Di satu sisi, wajar saja jika orang Bugis melesat bak meteor di tanah Borneo. Mereka punya etos kerja hebat. Mereka punya spirit rantau yang membuat mereka tahan banting lalu memenangkan duel di berbagai bidang. Hanya saja, aku memikirkan tentang penduduk lokal yang kian tersingkir oleh dinamika zaman. Mungkin etnis lokal akan kalah di segala lini sehingga tak punya daya untuk sekadar menjadi tuan di negerinya sendiri.

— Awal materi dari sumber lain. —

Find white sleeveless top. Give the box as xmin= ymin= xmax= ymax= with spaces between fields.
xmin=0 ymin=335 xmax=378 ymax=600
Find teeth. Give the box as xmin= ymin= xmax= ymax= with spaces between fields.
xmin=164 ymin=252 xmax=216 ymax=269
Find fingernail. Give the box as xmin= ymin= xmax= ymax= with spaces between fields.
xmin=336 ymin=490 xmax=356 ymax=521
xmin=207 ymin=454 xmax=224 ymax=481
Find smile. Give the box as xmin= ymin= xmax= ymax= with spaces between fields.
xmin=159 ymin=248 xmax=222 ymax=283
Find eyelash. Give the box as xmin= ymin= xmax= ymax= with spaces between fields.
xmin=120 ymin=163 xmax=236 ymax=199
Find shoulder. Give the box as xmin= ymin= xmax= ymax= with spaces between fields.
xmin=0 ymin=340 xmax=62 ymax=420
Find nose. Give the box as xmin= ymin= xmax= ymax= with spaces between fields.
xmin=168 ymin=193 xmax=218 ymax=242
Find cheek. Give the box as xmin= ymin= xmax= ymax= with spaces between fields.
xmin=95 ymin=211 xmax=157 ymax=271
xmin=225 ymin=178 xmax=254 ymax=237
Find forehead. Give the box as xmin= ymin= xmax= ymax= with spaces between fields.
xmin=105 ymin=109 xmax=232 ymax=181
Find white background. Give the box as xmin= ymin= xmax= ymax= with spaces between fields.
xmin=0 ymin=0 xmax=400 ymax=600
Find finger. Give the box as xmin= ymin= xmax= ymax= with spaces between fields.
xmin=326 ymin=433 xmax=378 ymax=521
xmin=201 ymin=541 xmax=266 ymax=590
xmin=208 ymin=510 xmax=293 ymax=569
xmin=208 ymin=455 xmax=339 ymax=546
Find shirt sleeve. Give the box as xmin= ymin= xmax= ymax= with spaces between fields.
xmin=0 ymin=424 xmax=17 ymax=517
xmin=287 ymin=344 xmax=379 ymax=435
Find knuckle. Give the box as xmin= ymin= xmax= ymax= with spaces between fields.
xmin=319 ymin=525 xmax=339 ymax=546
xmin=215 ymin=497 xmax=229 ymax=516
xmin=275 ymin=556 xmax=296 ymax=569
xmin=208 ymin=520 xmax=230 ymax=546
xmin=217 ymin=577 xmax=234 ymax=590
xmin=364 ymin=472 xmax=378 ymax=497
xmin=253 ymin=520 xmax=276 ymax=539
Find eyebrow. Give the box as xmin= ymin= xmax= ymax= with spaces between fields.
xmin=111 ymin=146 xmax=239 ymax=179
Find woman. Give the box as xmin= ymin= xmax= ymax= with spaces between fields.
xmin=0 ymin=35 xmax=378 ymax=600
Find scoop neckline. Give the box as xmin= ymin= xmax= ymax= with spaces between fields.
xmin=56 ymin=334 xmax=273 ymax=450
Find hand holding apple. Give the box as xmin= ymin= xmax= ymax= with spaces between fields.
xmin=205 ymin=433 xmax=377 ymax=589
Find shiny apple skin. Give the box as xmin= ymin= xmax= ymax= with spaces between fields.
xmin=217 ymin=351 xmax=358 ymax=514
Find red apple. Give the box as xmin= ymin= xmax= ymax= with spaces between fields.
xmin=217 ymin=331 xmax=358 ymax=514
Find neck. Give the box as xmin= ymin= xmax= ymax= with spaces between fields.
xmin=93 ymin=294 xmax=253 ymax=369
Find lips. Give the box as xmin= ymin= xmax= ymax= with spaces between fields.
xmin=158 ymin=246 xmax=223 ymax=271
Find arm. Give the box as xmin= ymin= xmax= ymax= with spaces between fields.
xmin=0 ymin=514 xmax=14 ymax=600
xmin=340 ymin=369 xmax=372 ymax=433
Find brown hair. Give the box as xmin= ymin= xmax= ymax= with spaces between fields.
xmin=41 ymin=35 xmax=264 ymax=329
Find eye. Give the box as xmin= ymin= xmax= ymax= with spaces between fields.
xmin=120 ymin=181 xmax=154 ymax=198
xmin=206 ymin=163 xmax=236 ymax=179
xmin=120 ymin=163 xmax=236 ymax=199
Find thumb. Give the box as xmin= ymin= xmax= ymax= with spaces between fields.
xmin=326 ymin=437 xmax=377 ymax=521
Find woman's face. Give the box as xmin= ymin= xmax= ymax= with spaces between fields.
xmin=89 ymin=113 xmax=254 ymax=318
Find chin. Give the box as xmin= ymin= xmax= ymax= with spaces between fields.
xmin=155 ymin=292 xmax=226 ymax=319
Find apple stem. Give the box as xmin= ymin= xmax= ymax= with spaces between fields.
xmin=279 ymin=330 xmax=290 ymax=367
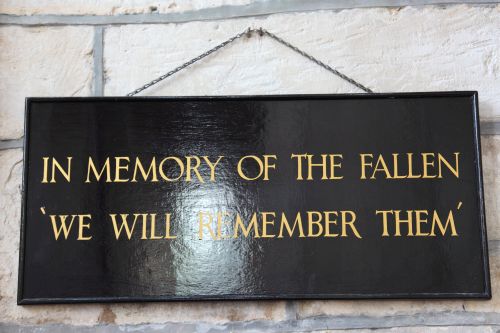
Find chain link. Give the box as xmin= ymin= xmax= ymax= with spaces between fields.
xmin=127 ymin=28 xmax=373 ymax=96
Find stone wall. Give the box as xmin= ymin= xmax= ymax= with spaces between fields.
xmin=0 ymin=0 xmax=500 ymax=333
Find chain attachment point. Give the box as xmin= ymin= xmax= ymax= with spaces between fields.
xmin=127 ymin=27 xmax=373 ymax=97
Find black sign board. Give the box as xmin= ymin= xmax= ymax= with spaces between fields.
xmin=18 ymin=92 xmax=491 ymax=304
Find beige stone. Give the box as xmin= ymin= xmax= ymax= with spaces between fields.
xmin=104 ymin=5 xmax=500 ymax=119
xmin=0 ymin=26 xmax=93 ymax=140
xmin=0 ymin=0 xmax=252 ymax=15
xmin=481 ymin=136 xmax=500 ymax=240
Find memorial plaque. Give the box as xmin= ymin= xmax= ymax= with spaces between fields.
xmin=18 ymin=92 xmax=491 ymax=304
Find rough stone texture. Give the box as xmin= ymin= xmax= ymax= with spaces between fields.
xmin=0 ymin=0 xmax=500 ymax=333
xmin=104 ymin=5 xmax=500 ymax=120
xmin=0 ymin=0 xmax=252 ymax=15
xmin=0 ymin=26 xmax=93 ymax=140
xmin=0 ymin=136 xmax=500 ymax=326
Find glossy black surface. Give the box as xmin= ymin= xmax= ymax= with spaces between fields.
xmin=18 ymin=92 xmax=491 ymax=304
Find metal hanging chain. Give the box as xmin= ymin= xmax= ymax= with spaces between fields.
xmin=127 ymin=28 xmax=373 ymax=96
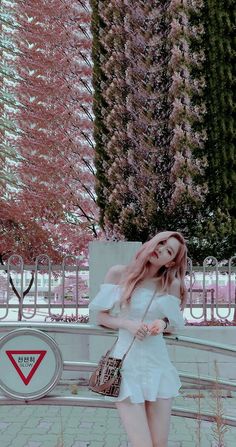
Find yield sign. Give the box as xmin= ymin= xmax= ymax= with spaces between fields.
xmin=6 ymin=350 xmax=47 ymax=385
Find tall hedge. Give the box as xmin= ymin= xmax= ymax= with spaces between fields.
xmin=91 ymin=0 xmax=235 ymax=260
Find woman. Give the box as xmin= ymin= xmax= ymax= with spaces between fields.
xmin=90 ymin=231 xmax=187 ymax=447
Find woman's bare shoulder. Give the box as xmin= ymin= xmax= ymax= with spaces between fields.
xmin=104 ymin=265 xmax=127 ymax=284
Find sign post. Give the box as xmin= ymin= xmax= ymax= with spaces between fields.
xmin=0 ymin=329 xmax=63 ymax=400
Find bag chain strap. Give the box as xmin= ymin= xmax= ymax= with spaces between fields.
xmin=105 ymin=289 xmax=156 ymax=363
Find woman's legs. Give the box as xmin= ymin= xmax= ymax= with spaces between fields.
xmin=145 ymin=398 xmax=173 ymax=447
xmin=116 ymin=398 xmax=153 ymax=447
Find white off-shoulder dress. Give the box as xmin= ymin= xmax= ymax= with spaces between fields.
xmin=89 ymin=281 xmax=184 ymax=403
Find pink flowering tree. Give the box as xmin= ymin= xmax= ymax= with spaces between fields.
xmin=92 ymin=0 xmax=207 ymax=260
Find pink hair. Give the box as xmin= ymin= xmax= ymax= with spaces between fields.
xmin=121 ymin=231 xmax=187 ymax=310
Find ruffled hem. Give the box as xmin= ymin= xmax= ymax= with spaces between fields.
xmin=109 ymin=367 xmax=182 ymax=404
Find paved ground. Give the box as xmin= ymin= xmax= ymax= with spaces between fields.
xmin=0 ymin=387 xmax=236 ymax=447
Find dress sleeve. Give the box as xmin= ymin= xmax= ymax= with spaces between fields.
xmin=158 ymin=295 xmax=184 ymax=329
xmin=89 ymin=283 xmax=121 ymax=313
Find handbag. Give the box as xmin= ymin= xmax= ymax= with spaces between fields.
xmin=88 ymin=290 xmax=156 ymax=397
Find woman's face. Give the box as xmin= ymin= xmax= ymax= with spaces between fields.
xmin=149 ymin=237 xmax=180 ymax=267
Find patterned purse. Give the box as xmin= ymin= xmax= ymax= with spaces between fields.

Mungkin pula mereka akan kehilangan arena untuk sekadar eksis dan mempertegas identitas Kalimantan.

Mungkin, akan lebih baik jika dipikirkan kebijakan negara yang bisa memberi ruang bagi warga lokal untuk tetap memiliki ruang di berbagai lini penting kehidupan. Kasus Malaysia bisa menjadi rujukan ketika Perdana Menteri Mahathir Mohamad menerapkan kebijakan New Economy Policy yang memberikan ruang bagi orang Melayu agar bisa bangkit. 

Tapi lagi-lagi, gagasan ini akan memunculkan pertanyaan, mana budaya asli dan pendatang? Bukankah budaya dari etnik pendatang telah bersenyawa dengan budaya setempat? Marilah kita sama memikirkannya.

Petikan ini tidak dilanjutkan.